Le preoccupazioni del sindacato

Secondo il sindacato, l’ipotesi di sostituire l’attuale contratto con un CCNL della sanità privata è considerata inaccettabile. Questo nuovo contratto è giudicato meno favorevole e superato, e la sua applicazione comporterebbe una grave compressione dei diritti acquisiti e un peggioramento delle condizioni economiche e normative per le lavoratrici e i lavoratori del settore. La situazione è ulteriormente aggravata dal mancato riconoscimento del rinnovo contrattuale 2022–2024, che ha già creato malcontento tra il personale sanitario.

Il confronto in Prefettura

Le preoccupazioni sono state ribadite durante un incontro presso la Prefettura di Foggia, convocato per tentare una conciliazione tra le organizzazioni sindacali e la direzione della Fondazione. Nonostante la netta opposizione sindacale, la Casa Sollievo ha confermato l’intenzione di applicare il CCNL della sanità privata, portando a un esito negativo della conciliazione e alla prosecuzione dello stato di agitazione.

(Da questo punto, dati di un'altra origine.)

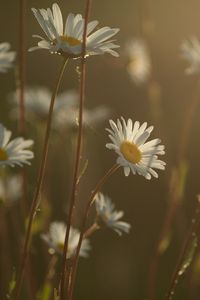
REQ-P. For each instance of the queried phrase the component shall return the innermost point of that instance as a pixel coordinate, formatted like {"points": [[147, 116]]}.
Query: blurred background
{"points": [[139, 265]]}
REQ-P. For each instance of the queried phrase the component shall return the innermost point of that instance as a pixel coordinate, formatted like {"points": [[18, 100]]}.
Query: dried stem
{"points": [[40, 177], [78, 151], [192, 231], [22, 66], [91, 230], [98, 187]]}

Le conseguenze per il sistema sanitario pugliese

Il rispetto del CCNL Sanità Pubblica è fondamentale per garantire equità salariale, tutele normative e valorizzazione delle professionalità che ogni giorno assicurano servizi di cura e assistenza. Le modifiche unilaterali al quadro contrattuale, avverte il sindacato, rischiano di alimentare tensioni sociali e di compromettere il rapporto di fiducia tra il personale e una struttura sanitaria di rilevanza strategica per il sistema regionale e nazionale.

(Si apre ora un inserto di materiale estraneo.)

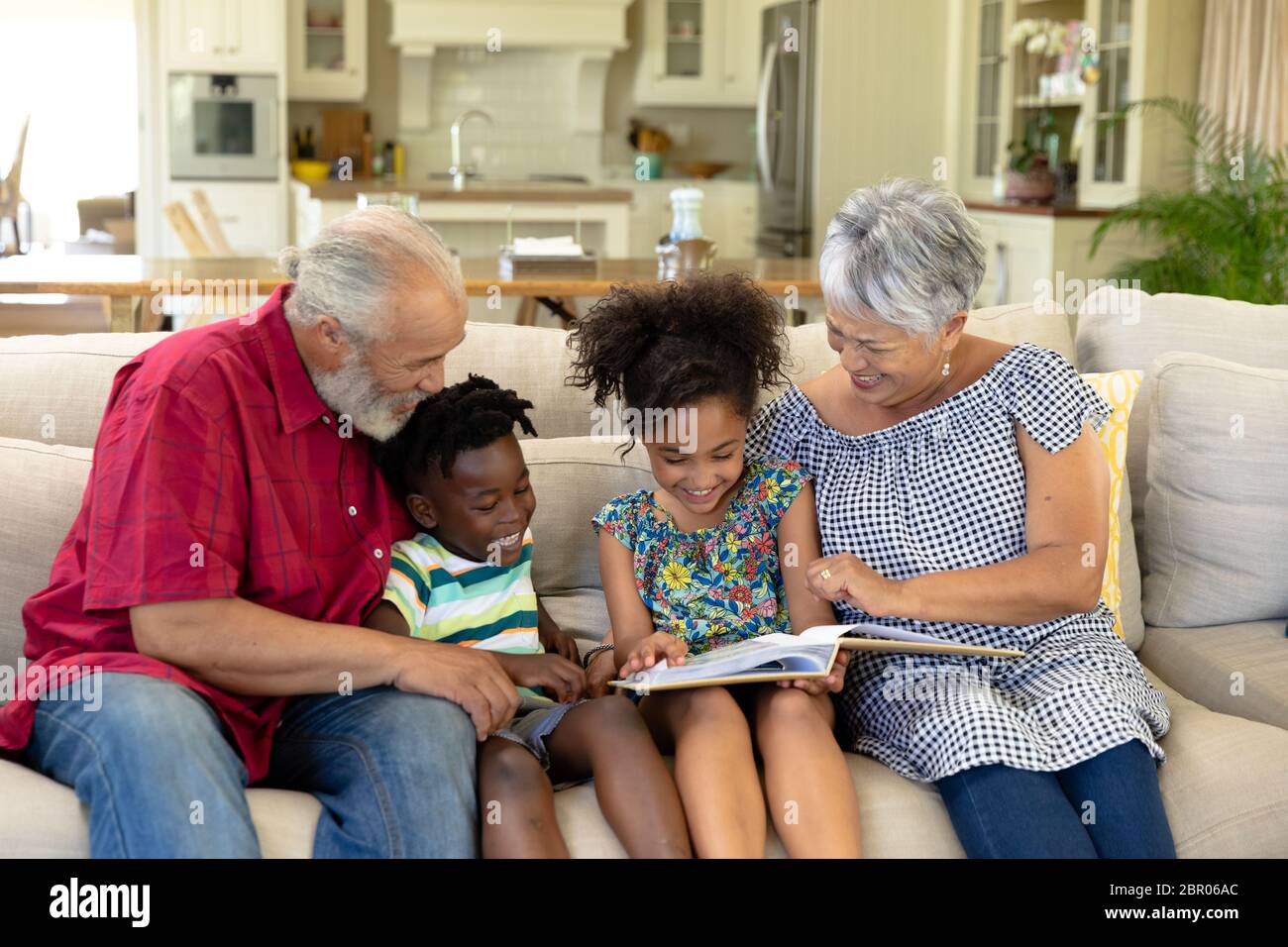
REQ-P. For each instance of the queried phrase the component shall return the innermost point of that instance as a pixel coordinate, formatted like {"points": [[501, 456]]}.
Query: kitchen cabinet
{"points": [[326, 52], [1146, 50], [253, 215], [699, 53], [233, 35], [1037, 257]]}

In Puglia, dove la sanità pubblica è già sotto pressione a causa di carenze di personale e risorse, una simile decisione potrebbe aggravare ulteriormente la situazione. Gli ospedali e le ASL pugliesi, già impegnati a fronteggiare le sfide legate alla pandemia e alla gestione delle malattie croniche, potrebbero trovarsi a dover affrontare una crisi di fiducia da parte dei professionisti sanitari, con potenziali ripercussioni sui servizi offerti ai pazienti.

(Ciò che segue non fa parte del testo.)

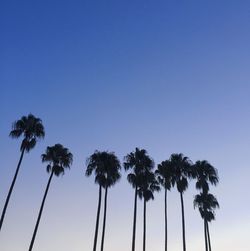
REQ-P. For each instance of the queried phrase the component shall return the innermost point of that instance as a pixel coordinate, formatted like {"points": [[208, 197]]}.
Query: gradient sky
{"points": [[167, 76]]}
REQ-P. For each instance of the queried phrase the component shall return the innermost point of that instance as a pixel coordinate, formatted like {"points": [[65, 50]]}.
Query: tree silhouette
{"points": [[206, 204], [148, 186], [106, 167], [181, 173], [59, 158], [164, 175], [205, 175], [112, 175], [95, 164], [137, 161], [31, 129]]}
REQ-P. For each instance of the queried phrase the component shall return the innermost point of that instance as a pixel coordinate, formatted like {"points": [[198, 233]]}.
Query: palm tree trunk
{"points": [[205, 234], [183, 223], [144, 226], [166, 222], [208, 236], [104, 217], [11, 188], [40, 212], [134, 221], [97, 217]]}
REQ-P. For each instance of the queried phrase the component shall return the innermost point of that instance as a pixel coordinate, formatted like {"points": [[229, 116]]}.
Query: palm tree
{"points": [[137, 162], [112, 174], [94, 164], [59, 158], [31, 129], [164, 174], [106, 167], [205, 173], [206, 204], [148, 186], [181, 173]]}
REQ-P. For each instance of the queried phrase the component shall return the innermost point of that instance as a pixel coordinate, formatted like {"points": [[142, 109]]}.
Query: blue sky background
{"points": [[167, 76]]}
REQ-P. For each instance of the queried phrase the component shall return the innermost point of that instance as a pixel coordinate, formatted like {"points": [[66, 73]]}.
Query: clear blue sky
{"points": [[168, 76]]}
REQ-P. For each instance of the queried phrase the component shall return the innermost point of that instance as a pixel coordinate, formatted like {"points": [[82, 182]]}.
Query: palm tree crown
{"points": [[106, 167], [139, 161], [58, 157], [205, 173], [206, 203], [164, 174], [31, 128]]}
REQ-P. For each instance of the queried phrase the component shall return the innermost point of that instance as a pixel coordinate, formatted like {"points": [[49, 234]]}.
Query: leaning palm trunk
{"points": [[40, 212], [166, 222], [104, 217], [134, 220], [205, 234], [208, 237], [183, 223], [11, 189], [97, 217], [144, 226]]}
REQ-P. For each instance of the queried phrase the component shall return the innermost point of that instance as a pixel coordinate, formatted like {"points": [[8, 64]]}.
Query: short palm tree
{"points": [[148, 186], [137, 161], [206, 204], [59, 158], [31, 129], [106, 167], [181, 173], [164, 175]]}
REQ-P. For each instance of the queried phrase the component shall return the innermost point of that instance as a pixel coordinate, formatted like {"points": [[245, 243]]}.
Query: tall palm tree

Richiesta di dialogo e trasparenza

Per queste ragioni, l’UGL Salute Puglia ha chiesto un confronto immediato, trasparente e responsabile con la Presidenza e la Direzione della Fondazione. L’obiettivo è trovare una soluzione condivisa che salvaguardi il CCNL, i diritti acquisiti e la dignità professionale del personale. Il sindacato ha ribadito la piena disponibilità al dialogo, sottolineando che la tutela contrattuale e la stabilità delle condizioni di lavoro restano priorità irrinunciabili.

Conclusioni

La situazione attuale rappresenta un momento cruciale per la sanità pugliese. La decisione della Fondazione Casa Sollievo della Sofferenza di disdire il CCNL del Comparto Sanità Pubblica non è solo una questione di contratti, ma un tema che tocca la qualità dei servizi sanitari e la salute dei cittadini. È fondamentale che le istituzioni locali e regionali intervengano per garantire che i diritti dei lavoratori siano rispettati e che il sistema sanitario pugliese possa continuare a funzionare in modo efficace e sostenibile.